‘I’ll see you tomorrow?’ he asked, finally. ‘At six-thirty?’

Business as usual? Was he serious?

It was too much…

‘You will be there?’ he pressed when she didn’t answer.

She shook her head, but he didn’t take it as a refusal, only as an admission that she didn’t know.

‘You’re exhausted,’ he said. ‘We’ll talk about this tomorrow.’ And then he walked through the door she was not so much holding open as clinging to, down the stairs, out of her apartment. Out of her life.

It was all she could do not to call him back but she hung onto her sanity just long enough to hear the street door close. To close and lock her own front door.

It was only when she heard his car start, pull away from the kerb, that all the bottled up emotion shattered and she picked up her answering machine and hurled it at the wall, where it broke in a dozen pieces, along with her heart.

CHAPTER ELEVEN

MAX left because she’d given him no other option. Louise had somehow managed to blank herself off from him, put herself some place far beyond the flare-up of temper that would have worked for him. He could have used her passion to break her down, bring her into his arms, but she’d put up a wall of ice to keep him out.
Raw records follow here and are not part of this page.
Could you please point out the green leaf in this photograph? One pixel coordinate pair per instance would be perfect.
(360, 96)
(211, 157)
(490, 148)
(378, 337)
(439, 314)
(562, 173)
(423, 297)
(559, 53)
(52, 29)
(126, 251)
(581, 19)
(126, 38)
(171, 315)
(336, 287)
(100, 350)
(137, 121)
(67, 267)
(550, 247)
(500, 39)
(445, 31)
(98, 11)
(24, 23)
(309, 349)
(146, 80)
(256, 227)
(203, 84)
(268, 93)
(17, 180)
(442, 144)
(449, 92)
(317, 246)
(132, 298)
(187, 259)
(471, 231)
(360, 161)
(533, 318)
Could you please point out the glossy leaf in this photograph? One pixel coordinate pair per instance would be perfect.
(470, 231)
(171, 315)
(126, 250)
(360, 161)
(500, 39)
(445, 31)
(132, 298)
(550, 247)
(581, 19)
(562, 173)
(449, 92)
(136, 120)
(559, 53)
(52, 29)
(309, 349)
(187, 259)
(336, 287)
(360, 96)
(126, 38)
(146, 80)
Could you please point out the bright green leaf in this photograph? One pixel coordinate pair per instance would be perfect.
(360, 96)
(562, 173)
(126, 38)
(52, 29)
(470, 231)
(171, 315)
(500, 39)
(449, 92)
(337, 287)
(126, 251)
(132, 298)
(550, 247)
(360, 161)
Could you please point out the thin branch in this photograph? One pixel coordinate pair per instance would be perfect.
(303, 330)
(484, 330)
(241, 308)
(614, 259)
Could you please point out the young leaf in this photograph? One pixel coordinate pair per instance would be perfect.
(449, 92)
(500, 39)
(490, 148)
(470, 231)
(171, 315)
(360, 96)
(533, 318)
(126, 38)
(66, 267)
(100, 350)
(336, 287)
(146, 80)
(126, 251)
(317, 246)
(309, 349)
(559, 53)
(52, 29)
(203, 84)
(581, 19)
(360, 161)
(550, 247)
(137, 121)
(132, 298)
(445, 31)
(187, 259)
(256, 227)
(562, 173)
That in her own living room at close to two o’clock in the morning, she’d been wearing high heels, a dress he knew she’d have discarded for the comfort of her wrap the minute she’d got home, told him that it was deliberate. That she was playing a part.

The fact that she was still awake, clearly hadn’t even thought about bed, bothered him more. She hadn’t removed her make-up, and her hair was pinned up in that sexy way that suggested all it would take was one pin to bring it all tumbling down in his hands.

It all suggested that sleep had been the last thing on her mind. That she had more important things to do…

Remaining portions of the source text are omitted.